MOMMY, de Xavier Dolan – 2h14
Avec Anne Dorval, Suzanne Clément, Antoine Olivier Pilon
Sortie : mercredi 8 octobre 2014
Je vote : 5 sur 5
Une veuve monoparentale hérite de la garde de son fils, un adolescent profondément turbulent et violent. Ensemble, ils tentent de joindre les deux bouts, notamment grâce à l’aide inattendue de la mystérieuse voisine d’en face, Kyla, une enseignante laissée bègue par un traumatisme et qui a pris une année sabbatique.

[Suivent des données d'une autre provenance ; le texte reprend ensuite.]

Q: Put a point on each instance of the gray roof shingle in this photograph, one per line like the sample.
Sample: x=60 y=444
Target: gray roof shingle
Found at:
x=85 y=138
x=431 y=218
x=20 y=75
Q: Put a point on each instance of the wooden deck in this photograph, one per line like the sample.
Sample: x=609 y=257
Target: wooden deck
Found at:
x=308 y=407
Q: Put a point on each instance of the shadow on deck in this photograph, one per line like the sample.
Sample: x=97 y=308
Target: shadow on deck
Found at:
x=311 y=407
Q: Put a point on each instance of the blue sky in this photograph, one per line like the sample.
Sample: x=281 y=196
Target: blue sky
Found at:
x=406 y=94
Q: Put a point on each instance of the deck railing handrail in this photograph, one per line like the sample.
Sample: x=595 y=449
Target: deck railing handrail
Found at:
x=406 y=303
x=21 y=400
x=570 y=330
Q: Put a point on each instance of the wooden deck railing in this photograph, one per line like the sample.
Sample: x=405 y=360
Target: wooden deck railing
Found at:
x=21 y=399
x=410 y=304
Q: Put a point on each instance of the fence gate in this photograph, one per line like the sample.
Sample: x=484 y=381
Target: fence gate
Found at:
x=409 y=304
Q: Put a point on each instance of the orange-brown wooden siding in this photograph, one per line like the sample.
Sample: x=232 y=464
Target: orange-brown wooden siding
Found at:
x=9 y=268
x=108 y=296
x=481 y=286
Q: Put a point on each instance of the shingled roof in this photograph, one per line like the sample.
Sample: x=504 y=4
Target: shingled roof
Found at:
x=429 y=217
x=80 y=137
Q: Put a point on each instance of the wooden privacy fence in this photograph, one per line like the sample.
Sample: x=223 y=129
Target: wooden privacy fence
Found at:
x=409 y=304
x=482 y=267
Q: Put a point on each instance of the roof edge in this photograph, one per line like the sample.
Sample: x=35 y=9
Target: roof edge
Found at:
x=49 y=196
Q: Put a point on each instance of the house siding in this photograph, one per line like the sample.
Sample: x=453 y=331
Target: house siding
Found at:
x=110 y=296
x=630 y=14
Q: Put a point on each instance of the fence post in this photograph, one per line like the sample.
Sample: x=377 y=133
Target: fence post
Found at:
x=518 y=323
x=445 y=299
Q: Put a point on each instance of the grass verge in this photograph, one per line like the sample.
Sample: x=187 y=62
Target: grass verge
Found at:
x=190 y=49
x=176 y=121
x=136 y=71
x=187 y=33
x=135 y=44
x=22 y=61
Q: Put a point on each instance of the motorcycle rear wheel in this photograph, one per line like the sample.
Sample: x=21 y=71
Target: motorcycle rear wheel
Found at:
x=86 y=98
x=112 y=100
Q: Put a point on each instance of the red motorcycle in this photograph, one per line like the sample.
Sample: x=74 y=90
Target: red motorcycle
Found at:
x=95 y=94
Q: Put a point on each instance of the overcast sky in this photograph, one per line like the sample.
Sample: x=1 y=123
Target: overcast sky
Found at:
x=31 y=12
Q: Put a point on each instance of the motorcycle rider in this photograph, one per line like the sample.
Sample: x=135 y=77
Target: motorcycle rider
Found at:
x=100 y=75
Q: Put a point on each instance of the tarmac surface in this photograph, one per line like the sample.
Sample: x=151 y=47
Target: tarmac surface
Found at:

Ce qui touche dans ce film ?
Indéniablement, le battage médiatique qui a accompagné ce film lors de sa projection à Cannes – il a remporté le prix du Jury ex-aequo avec Jean-Luc Godard – est amplement mérité, tant ce jeune cinéaste fait montre d’une totale maturité dans l’écriture comme
dans la réalisation de cette histoire où, une fois encore, il aborde la question de la mère. Il raconte : « S’il est un sujet que je connaisse sous toutes ses coutures, qui m’inspire inconditionnellement, et que j’aime par-dessus tout, c’est bien ma mère. Quand je dis ma mère, je pense que je veux dire LA mère en général, sa figure son rôle. Car c’est à elle que je reviens toujours. C’est elle que je veux voir gagner la bataille, elle à qui je veux écrire des problèmes pour qu’elle ait toute la gloire de les régler, elle à travers qui je me pose des questions, elle qui criera quand nous nous taisons, qui aura raison quand nous avons tort, c’est elle, quoi qu’on fasse, qui aura le dernier mot, dans ma vie. »
Dans cette plongée au cœur des tensions familiales, Xavier Dolan signe alors deux très beaux portraits de femmes, jouées par deux actrices habituées de son cinéma. La vraie mère, campée avec une force étonnante et un charme absolu, par Anne Dorval : elle peut, tour à tour, faire montre d’une violence verbale et user d’un langage de charretier avant de faire montre d’une
sensibilité à fleur de peau et d’une grande douceur. Et la mère de « substitution » à laquelle Suzanne Clément prête ses traits et un sourire désarmant d’humanité. Une jeune femme qui semble retrouver goût à la vie quand ces voisins encombrants et bruyants font irruption dans sa vie.
Au centre de leurs attentions et de leur relation, il y a Steve (Antoine Olivier Pilon), un adolescent qui se cherche depuis la mort de son père et qui est victime de subites bouffées de violence. Commentaires de Xavier Dolan : « Quant à Antoine, il est évidemment la surprise, la révélation. N’importe quel cinéaste peut s’enorgueillir de ce qu’il révèle un talent, ou le confirme. C’est un but pour moi : travailler avec des grands artistes, et, avec eux, créer de grandes performances, de grands moments d’émotions. On peur du cinéma la notion de personnages. On leur refuse leur surnom, leur style, leur jargon, leur passé, leurs tics, leurs plaisirs coupables, leur héroïsme, leurs manies. On case les acteurs dans des archétypes et des organigrammes scénaristiques. Les humains intéressants existent dans la réalité et les acteurs avec qui j’aime travailler mettent à contribution du film la réalité qu’ils observent et connaissent depuis toujours. Pour moi, c’est le propre des grands acteurs ; créer des personnages et non des performances. »Là où Xavier Dolan est, de film en film, bluffant c’est par son sens inné de la mise en scène. S’il s’appuie cette fois sur le format 1:1, c’est pour permettre, par ce quadrilatère, de coller au plus près des émotions des trois personnages. Il dit : « Le sujet est indéniablement le personnage, au centre de l’image, toujours. Les yeux ne peuvent l’éviter. » Même dans la scène de l’affrontement violente entre Steve et sa mère, ce choix esthétique renforce l’impact d’un des moments essentiels du récit. Autre trouvaille du cinéaste : il a pris le parti d’une lumière qui irradie une histoire qui aurait pu être simplement glauque, voire misérabiliste. Au lieu de cela, il décrit des personnages qui se battent pour s’en sortir avec des teintes vives – orange, rose – en toile de fond.
Au final, Mommy est un des chocs visuels de cette rentrée cinématographique signé d’un cinéaste dont la jeunesse promet de belles surprises pour ses réalisations à venir. De fait, son film aurait aussi pu décrocher une Palme d’or au dernier Festival de Cannes, tant il est abouti et novateur.